Avez-vous pensé, en nous proposant la disparition des exonérations accordées aux entreprises installées dans les ZFU, au nombre d’entreprises que vous allez faire disparaître, et ce en revenant sur la parole donnée par l’État à ces jeunes chefs d’entreprise ? Est-ce ce message que vous voulez lancer à ces quartiers encore extrêmement fragiles, qui commencent aujourd'hui à être cruellement touchés par la crise économique actuelle ?

Avez-vous simplement pensé à la responsabilité qui serait la vôtre si vous allumiez l’étincelle qui enflammera une nouvelle fois ces quartiers ? Nous le sentons bien, en raison de la crise économique, la situation y est déjà très tendue.

D’ailleurs, votre proposition est-elle cohérente avec le discours du chef de l’État, qui affirme vouloir tout faire pour aider les PME et les PMI ?

Avez-vous oublié les efforts déployés en 1996 par le gouvernement de l’époque auprès des instances européennes pour faire accepter un dispositif aujourd'hui plébiscité par tous les élus qui l’ont mis en place, car il a changé la vie des quartiers ?

Avez-vous tout simplement évalué le coût d’une telle décision pour notre pays ? En voulant économiser 100 millions d’euros, vous allez provoquer des faillites d’entreprises en cascade, des drames humains et sociaux dont nos quartiers sensibles n’ont nullement besoin en ce moment.

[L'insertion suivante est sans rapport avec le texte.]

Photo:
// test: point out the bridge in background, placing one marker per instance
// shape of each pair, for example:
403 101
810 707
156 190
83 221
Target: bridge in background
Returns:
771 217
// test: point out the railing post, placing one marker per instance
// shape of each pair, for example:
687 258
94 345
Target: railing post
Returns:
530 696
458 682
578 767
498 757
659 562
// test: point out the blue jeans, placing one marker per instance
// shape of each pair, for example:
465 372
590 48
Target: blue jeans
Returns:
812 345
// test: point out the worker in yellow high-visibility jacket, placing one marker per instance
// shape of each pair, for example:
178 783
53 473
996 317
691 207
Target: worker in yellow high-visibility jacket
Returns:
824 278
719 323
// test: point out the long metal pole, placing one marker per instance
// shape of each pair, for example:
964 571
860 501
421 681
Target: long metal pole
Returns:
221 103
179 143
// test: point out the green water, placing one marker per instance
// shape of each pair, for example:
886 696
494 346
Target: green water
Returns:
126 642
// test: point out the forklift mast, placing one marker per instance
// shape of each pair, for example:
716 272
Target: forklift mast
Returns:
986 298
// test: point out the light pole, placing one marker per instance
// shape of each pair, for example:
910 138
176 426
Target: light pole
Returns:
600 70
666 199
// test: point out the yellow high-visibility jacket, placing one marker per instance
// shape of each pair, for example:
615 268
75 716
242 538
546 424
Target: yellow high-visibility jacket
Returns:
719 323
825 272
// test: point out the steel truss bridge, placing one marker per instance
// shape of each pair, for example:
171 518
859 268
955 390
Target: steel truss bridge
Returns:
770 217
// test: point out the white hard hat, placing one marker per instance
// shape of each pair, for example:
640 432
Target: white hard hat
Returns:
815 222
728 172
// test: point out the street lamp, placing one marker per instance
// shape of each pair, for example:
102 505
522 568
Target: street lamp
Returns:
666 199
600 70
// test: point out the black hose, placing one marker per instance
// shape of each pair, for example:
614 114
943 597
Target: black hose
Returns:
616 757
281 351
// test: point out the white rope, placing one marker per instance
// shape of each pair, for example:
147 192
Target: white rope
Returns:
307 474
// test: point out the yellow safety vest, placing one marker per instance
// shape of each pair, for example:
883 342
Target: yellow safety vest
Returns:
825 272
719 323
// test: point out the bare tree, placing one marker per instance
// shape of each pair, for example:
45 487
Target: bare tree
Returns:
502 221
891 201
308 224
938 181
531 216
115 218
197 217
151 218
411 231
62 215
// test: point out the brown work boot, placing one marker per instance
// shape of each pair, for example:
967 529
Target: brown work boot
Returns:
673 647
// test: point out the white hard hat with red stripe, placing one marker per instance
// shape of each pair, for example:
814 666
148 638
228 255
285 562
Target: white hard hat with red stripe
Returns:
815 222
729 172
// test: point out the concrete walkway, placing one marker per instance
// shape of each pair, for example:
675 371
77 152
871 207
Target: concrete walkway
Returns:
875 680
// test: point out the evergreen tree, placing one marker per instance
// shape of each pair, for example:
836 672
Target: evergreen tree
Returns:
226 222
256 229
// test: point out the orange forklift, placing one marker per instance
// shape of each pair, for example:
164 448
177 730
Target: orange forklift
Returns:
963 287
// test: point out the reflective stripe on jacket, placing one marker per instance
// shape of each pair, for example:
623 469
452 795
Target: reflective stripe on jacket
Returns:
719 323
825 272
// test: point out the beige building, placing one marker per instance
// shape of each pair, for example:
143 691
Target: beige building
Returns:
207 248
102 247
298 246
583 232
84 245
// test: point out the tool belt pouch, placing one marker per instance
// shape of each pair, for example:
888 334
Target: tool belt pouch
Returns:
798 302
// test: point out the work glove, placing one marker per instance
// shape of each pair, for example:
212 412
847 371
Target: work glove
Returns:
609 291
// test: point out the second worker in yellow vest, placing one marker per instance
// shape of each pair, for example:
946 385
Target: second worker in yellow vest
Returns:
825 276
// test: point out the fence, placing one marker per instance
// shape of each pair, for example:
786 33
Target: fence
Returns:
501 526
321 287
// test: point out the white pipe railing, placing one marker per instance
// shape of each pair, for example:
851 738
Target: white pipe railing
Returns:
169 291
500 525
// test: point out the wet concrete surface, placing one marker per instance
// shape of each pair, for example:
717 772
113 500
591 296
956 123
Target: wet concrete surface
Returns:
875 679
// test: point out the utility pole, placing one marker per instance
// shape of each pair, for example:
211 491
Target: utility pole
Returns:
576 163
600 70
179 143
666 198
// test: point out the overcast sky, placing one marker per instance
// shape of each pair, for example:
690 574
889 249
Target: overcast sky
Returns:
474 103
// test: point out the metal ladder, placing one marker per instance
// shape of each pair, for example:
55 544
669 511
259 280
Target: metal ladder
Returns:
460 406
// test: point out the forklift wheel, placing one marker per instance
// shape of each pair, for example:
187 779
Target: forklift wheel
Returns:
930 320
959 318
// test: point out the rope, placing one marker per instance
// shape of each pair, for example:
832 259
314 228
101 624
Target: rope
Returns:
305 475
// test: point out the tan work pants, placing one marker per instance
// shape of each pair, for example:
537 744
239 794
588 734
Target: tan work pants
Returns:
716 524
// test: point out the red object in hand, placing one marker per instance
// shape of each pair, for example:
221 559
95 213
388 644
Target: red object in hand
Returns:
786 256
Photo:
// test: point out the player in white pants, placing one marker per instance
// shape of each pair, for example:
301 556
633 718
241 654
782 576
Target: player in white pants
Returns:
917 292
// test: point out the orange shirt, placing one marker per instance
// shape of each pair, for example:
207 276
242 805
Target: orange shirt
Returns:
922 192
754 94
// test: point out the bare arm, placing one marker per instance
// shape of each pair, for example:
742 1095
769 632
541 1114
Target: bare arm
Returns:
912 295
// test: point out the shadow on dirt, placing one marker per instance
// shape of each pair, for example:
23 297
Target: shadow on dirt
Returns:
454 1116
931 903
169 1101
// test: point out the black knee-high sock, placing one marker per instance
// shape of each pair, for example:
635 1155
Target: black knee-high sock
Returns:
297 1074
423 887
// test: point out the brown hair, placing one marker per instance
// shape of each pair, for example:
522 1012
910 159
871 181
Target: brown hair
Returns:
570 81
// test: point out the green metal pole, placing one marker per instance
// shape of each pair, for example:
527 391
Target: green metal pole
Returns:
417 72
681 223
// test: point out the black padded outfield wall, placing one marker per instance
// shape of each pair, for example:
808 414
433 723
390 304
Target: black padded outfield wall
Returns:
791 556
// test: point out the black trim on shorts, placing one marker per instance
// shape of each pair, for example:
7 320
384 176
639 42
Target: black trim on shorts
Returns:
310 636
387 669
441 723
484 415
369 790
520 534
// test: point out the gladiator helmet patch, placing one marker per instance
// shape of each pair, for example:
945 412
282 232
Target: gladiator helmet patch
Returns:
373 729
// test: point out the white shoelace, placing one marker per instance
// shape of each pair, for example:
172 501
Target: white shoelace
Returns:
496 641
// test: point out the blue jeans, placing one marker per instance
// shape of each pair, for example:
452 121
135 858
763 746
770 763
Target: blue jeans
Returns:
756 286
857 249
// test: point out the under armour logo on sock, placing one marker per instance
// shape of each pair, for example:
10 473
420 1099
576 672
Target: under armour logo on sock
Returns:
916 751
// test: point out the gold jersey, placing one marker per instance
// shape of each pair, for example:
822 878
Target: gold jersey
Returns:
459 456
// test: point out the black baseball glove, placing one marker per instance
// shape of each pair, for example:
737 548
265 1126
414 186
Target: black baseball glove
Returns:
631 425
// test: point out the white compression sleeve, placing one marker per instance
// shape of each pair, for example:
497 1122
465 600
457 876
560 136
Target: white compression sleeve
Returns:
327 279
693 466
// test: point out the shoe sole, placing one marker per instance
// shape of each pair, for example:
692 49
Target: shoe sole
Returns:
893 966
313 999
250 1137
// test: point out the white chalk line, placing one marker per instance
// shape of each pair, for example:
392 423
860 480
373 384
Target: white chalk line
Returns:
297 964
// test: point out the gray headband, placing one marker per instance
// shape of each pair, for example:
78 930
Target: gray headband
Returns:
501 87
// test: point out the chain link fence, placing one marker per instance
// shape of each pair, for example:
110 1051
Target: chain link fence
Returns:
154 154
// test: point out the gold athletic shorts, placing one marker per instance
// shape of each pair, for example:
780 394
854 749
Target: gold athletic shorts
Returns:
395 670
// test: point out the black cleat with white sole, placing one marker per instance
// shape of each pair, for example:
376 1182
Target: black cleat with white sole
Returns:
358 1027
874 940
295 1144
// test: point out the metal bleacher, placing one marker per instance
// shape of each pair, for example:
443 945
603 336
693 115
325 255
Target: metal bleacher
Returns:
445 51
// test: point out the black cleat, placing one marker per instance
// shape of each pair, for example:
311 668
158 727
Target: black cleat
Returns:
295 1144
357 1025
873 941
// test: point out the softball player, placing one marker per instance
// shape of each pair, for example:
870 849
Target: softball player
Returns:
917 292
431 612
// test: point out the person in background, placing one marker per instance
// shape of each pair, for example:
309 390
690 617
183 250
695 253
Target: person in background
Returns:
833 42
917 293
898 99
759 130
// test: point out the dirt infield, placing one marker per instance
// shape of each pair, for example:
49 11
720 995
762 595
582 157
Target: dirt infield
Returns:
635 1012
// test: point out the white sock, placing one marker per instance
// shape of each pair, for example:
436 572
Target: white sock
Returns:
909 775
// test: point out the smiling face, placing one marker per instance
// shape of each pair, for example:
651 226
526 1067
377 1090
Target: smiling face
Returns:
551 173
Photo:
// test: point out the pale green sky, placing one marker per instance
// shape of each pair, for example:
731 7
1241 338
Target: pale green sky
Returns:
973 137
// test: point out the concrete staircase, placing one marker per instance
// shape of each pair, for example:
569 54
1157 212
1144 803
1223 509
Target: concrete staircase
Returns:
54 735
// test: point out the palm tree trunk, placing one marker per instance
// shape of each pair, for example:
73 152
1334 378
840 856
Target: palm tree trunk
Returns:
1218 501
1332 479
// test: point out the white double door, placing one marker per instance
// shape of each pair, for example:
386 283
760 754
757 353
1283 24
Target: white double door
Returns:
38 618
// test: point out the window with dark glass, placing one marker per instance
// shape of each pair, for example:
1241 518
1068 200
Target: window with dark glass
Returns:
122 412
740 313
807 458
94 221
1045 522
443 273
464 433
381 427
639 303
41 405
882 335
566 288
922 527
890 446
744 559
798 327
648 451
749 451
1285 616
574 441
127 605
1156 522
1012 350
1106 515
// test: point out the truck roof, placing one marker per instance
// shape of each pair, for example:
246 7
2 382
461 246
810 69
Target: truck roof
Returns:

Comme l’a souligné Pierre André, le coût qui en résultera sera sans commune mesure avec la petite économie que vous souhaitez réaliser.

Au moment où le Président de la République vient d’annoncer son plan de relance de l’économie, est-il cohérent et utile de supprimer des mesures qui ont fait la preuve de leur efficacité et de prendre des décisions qui vont faire mourir nombre de jeunes entreprises ?

Et puis est-il de bon sens de supprimer un dispositif alors qu’une enquête est lancée par la délégation interministérielle à la ville sur l’évaluation des résultats des zones franches urbaines ? Certes, ce n’est pas la première fois qu’on prendra une décision sans connaître les conclusions des rapports réalisés sur le sujet…

Mes chers collègues, notre responsabilité, ce soir, est grande. Comme je le disais au début de mon propos, si nous devons aider le Gouvernement dans sa volonté de réformer notre pays et diminuer la dépense publique, nous ne devons pas suivre ses propositions quand il est aussi évident que la voie n’est pas la bonne.

Madame la ministre, madame la secrétaire d'État, je crois qu’il est très important de supprimer cet article 82, et je vous fais totalement confiance pour que, d’ici à la commission mixte paritaire, dans le cadre du plan de relance annoncé par le Président de la République aujourd'hui même à Douai, vous trouviez la solution qui permette de respecter la parole de l'État et de soutenir les petites et moyennes entreprises les plus fragiles situées dans les zones franches urbaines des quartiers sensibles de notre pays.